Ich war nur nicht in der Lage mich zu rühren, geschweige denn zu verwandeln. Sie rissen meiner Schwester und Mutter die Kleider vom Leib, warfen sie aufs Bett und beschmutzten sie auf die schrecklichste Art und Weise, mit der man jemanden schänden kann.

Als sie dann nach einer gefühlten Ewigkeit endlich fertig waren, verließen sie gehässig lachend unser Haus. Ein Ort, der mal Zuhause und Schutz gewesen war. Einen Ort, der diese Werte mit dem Übergriff verloren hatte. Beide mehr tot als am Leben. In den Augen, tausend Tode.

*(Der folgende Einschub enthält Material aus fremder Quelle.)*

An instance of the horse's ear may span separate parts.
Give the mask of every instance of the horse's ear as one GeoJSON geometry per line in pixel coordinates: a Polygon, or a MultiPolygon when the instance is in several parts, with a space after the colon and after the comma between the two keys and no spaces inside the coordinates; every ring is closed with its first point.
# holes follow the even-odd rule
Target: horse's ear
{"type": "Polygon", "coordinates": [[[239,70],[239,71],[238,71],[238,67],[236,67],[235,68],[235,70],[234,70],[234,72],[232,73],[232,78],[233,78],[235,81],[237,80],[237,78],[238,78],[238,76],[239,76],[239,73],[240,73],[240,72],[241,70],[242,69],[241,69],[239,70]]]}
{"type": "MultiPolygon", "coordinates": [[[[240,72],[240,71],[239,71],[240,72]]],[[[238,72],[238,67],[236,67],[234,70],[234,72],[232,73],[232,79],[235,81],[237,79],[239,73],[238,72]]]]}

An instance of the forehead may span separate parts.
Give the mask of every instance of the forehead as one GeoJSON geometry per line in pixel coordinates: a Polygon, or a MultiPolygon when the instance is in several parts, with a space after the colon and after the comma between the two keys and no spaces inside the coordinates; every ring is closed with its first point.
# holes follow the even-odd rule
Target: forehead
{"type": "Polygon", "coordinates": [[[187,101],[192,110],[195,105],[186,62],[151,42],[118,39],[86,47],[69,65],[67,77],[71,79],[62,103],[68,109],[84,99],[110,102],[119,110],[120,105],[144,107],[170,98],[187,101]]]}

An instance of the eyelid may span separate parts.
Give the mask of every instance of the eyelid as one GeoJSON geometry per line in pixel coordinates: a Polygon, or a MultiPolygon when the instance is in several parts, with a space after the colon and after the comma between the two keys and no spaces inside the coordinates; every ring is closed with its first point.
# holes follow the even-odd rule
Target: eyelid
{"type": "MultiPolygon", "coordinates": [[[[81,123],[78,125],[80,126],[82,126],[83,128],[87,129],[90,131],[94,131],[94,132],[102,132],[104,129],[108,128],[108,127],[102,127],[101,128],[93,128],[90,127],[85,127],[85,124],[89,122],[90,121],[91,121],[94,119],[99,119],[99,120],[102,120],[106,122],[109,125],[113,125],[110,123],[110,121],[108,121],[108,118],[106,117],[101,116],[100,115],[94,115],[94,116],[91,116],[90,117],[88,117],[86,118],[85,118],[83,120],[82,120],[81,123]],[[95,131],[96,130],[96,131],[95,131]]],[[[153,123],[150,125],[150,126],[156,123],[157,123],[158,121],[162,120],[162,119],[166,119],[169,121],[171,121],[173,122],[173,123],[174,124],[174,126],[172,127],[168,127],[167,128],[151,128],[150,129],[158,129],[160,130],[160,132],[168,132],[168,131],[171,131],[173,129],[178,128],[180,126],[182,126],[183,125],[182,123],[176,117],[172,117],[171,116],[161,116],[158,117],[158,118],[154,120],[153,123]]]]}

Sie waren nie wieder dieselben. Wir zogen um, meine Mutter, Schwester und ich. Aber wir fanden keinen wirklichen Ort der Zuflucht mehr. Meine Schwester verschwand 8 Monate nach der Tat wortlos und in der Nacht. Sie kehrte nicht zurück. Meine Mutter blieb. Zumindest solange, bis ihr innerlicher Zerfall so weit fortgeschritten war, bis auch sie verschwand.
Und das ohne Widerkehr.

Sie hatte die Geschehnisse dieses Tages nie verkraften können und noch weniger verarbeitet. So saß ich dann da, ohne Hoffnung, ohne Liebe oder Zuneigung.

Bis die Sonne mich fand und zeichnete. Mir den Schwur meines Lebens abverlangte. Mit der absoluten Gewissheit, dass ich würde leiden müssen. Mit Narben gezeichnet, Verbrannt und Verloren. Für den Rest meines Lebens.